No one can accurately predict the next two or three decades of Spitzer’s career. But it’s almost certain that during it, Spitzer will shake up the world or die trying.

Related Story: Spitzer’s Message

Spitzer’s Message

I’ve often been impressed with the way Elliot Spitzer gets out his message. For example, see his article Capitalism With A Democratic Face. (Also available in the Kerry Reference Library.) Spitzer takes on the sterotype of liberals spread by the right wing as opponents of capitalism, concluding with:

By taking up the mantle of efficient, forward-looking, and market-oriented government action, Democrats can move from being a party that simply opposes Bush’s tainted version of laissez-faire to one that advocates for the progress that comes with real market freedom. It is a powerful argument, a true argument, and it is ours for the making.

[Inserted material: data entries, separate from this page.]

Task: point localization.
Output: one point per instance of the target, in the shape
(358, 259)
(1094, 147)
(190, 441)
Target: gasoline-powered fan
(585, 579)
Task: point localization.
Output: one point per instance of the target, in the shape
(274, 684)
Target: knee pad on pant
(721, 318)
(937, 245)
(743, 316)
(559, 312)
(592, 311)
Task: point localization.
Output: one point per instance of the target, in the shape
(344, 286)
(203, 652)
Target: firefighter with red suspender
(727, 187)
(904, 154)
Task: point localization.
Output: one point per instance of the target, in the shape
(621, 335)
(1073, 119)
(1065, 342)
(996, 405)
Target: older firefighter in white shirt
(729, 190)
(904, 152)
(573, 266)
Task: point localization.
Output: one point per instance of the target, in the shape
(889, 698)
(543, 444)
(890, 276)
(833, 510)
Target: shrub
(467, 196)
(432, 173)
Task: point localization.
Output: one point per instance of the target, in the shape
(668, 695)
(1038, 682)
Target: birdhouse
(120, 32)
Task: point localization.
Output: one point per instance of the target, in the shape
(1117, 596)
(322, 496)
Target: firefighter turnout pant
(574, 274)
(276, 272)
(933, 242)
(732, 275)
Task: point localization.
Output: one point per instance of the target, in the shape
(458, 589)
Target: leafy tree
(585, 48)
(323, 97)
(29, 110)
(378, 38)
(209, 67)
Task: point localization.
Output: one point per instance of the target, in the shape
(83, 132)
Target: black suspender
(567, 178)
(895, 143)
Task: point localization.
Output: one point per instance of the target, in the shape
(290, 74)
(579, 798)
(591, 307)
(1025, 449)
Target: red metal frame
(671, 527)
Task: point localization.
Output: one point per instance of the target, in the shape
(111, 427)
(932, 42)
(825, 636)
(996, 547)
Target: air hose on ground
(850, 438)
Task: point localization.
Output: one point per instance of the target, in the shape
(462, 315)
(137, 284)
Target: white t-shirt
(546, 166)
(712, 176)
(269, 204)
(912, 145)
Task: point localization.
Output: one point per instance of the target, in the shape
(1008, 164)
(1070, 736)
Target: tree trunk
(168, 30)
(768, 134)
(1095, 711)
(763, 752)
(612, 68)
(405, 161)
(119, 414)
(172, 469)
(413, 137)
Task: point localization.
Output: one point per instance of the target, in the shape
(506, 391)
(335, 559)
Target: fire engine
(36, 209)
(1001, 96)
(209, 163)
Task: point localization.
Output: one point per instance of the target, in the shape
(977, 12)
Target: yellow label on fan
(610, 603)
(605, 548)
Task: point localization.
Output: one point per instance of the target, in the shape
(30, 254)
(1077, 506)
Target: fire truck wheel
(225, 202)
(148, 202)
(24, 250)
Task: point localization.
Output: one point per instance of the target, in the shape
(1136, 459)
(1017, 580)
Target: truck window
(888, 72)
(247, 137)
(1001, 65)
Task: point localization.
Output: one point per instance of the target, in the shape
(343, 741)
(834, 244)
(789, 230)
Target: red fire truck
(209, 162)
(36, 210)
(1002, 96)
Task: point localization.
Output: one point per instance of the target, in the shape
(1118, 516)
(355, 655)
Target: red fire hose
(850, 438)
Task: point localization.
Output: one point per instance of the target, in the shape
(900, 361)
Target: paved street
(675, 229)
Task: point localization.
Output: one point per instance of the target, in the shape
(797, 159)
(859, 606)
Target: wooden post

Now that he is running for Governor of New York, Spitzer is showing the same skill in getting out the right message. Check out these ads. Really, these are ads which are worth looking at. Kos didn’t believe a political ad firm could have made commercials this good, so he did some digging about who made them:

The ads are written by screenwriter, Madison Avenue maven, and political novice Jimmy Siegel and produced by Moxie Pictures. Siegel worked until recently at the legendary firm BBDO. He put together the Super Bowl Visa ad with Bob Dole and the “Yo, Yao” ads with Yao Ming.

Democrats have wondered how they can counter the right wing noise machine without copying their deceit and hatred. Eliot Spitzer may have found the way.